Analysis of Video Game Sales

Question One

The graph shows the number of sales(in millions) per year.

#load CSV
mydata <- read.csv('vgsales.csv')

#Do my basic Data aggregating
sales <- aggregate(mydata$Global_Sales ~ mydata$Year, data = mydata, sum)
names(sales) <- c('Year', 'Sales')

#plotting
plot(sales$Year, sales$Sales, 
     type = 'l', 
     xlab = 'Year', 
     ylab = 'Sales', 
     main = 'Sales Per Year')

Question Two

One of my hypotheses was that North America typically buys more video games than any other region, whether due to population or just general consumer tastes. The results of my data support this hypothesis since for most years North America has a higher average quantity purchase amount.

#Set up data for the different regions
NaSales <- aggregate(mydata$NA_Sales ~ mydata$Year, data = mydata, mean)
names(NaSales) <- c('Year', 'NASales')
EuSales <- aggregate(mydata$EU_Sales ~ mydata$Year, data = mydata, mean)
names(EuSales) <- c('Year', 'EUSales')
JpSales <- aggregate(mydata$JP_Sales ~ mydata$Year, data = mydata, mean)
names(JpSales) <- c('Year', 'JPSales')

#plotting
plot(NaSales$Year, NaSales$NASales, 
     col = 'blue',
     type = 'l', 
     xlab = 'Year', 
     ylab = 'Average Sales', 
     main = 'Average Sales per Region per Year')
lines(EuSales$Year, EuSales$EUSales, 
      col = 'green', 
      type = 'l')
lines(JpSales$Year, JpSales$JPSales, 
      col = 'red', 
      type = 'l')
legend("topright", 
       legend = c("Na", "EU", "JP"), 
       col = c("blue", "green", "red"), 
       lty = c(1, 2, 3))

Question Three

One of my other hypotheses was that video game sales are trending upward, as in more sales are happening every year. What I learned from question one was that this data set does not have a lot of representation of video games released after about 2010. Therefore I filtered the data down to just games released prior to 2010 and then did my correlation testing on that. What I found was that there is very likely a positive correlation between year and sales, meaning my hypothesis is probably true.
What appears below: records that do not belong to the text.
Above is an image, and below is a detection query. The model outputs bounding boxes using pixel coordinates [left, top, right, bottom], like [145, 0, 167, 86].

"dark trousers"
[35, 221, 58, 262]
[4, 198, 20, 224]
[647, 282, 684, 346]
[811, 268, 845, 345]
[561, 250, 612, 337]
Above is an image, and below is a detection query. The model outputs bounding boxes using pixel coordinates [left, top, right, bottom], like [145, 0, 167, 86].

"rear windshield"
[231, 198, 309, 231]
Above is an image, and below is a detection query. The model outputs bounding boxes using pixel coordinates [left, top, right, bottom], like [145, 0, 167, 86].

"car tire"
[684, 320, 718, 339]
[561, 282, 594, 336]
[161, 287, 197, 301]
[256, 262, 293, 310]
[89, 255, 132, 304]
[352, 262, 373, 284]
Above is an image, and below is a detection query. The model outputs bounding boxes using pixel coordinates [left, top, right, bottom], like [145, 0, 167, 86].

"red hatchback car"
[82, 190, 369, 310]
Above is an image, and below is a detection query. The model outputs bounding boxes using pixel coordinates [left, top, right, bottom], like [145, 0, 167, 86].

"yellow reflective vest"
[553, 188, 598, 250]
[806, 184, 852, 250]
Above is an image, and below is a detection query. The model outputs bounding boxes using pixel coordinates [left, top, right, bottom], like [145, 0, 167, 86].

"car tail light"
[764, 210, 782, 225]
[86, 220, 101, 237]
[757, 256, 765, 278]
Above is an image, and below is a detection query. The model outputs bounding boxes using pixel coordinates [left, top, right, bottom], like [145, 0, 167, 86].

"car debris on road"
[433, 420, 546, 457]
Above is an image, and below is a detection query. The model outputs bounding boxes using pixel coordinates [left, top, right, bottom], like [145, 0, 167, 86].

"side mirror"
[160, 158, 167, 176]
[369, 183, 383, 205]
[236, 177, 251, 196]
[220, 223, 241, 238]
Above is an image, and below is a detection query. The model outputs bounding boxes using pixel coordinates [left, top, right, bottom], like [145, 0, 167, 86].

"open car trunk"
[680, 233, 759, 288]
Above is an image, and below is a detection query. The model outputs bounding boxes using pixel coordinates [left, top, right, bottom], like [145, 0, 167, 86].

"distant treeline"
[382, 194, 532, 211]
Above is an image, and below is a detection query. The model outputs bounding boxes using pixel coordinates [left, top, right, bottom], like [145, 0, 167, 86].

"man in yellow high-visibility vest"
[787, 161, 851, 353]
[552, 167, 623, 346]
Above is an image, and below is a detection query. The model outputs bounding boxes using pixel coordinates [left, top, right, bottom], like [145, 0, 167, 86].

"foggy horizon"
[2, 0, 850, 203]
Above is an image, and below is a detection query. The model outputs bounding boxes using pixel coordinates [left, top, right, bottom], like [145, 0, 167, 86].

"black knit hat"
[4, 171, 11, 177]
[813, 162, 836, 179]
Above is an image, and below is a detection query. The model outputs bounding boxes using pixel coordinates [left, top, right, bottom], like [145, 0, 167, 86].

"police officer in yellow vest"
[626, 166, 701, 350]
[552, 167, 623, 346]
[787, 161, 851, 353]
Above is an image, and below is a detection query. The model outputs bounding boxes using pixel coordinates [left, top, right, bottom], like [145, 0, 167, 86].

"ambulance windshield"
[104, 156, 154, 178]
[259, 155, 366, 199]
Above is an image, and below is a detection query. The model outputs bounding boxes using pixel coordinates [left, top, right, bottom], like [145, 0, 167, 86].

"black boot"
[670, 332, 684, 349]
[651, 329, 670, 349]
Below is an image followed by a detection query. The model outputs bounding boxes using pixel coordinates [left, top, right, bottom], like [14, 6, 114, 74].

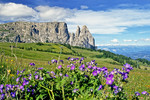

#Filtering data based on first question
filtered_data <- mydata[mydata$Year <= 2010, ]

#was getting non-numeric error so fixing
filtered_data$Year <- as.numeric(as.character(filtered_data$Year))
filtered_data$Global_Sales <- as.numeric(as.character(filtered_data$Global_Sales))

#aggregating the data
filtered_sales <- aggregate(filtered_data$Global_Sales ~ filtered_data$Year, data = mydata, sum)
names(filtered_sales) <- c('Year', 'Sales')


#Correlation testing
correlation <- cor.test(filtered_sales$Year, filtered_sales$Sales)
print(correlation)

## 
##  Pearson's product-moment correlation
## 
## data:  filtered_sales$Year and filtered_sales$Sales
## t = 12.716, df = 29, p-value = 2.19e-13
## alternative hypothesis: true correlation is not equal to 0
## 95 percent confidence interval:
##  0.8408402 0.9614568
## sample estimates:
##       cor 
## 0.9208262

#creating linear model to get direction of correlation
LinearModel <- lm(filtered_sales$Sales ~ filtered_sales$Year, data = mydata)
summary(LinearModel)

## 
## Call:
## lm(formula = filtered_sales$Sales ~ filtered_sales$Year, data = mydata)
## 
## Residuals:
##     Min      1Q  Median      3Q     Max 
## -134.47  -61.12  -15.53   57.72  166.86 
## 
## Coefficients:
##                       Estimate Std. Error t value Pr(>|t|)    
## (Intercept)         -44198.935   3493.461  -12.65 2.48e-13 ***
## filtered_sales$Year     22.266      1.751   12.72 2.19e-13 ***
## ---
## Signif. codes:  0 '***' 0.001 '**' 0.01 '*' 0.05 '.' 0.1 ' ' 1
## 
## Residual standard error: 87.2 on 29 degrees of freedom
## Multiple R-squared:  0.8479, Adjusted R-squared:  0.8427 
## F-statistic: 161.7 on 1 and 29 DF,  p-value: 2.19e-13

Question Four

This counts the number of games released every 5 years starting from 1980. As you can see there is extremely low representation post 2010 which supports my decision to filter out games post 2010 in the previous question.

#non-numeric error
mydata$Year <- as.numeric(as.character(mydata$Year))

#plotting
hist(mydata$Year, 
     breaks = 8,
     xlab = 'Year',
     ylab = 'Count',
     main = 'Number of games released per 5 years')

Question Five

I will be using the sales data per region that I found in question two. As you can see in the p value result, there is a statisically significant difference between the sales in North America and the sales in EU, meaning that my hypothesis is supported by the t-test.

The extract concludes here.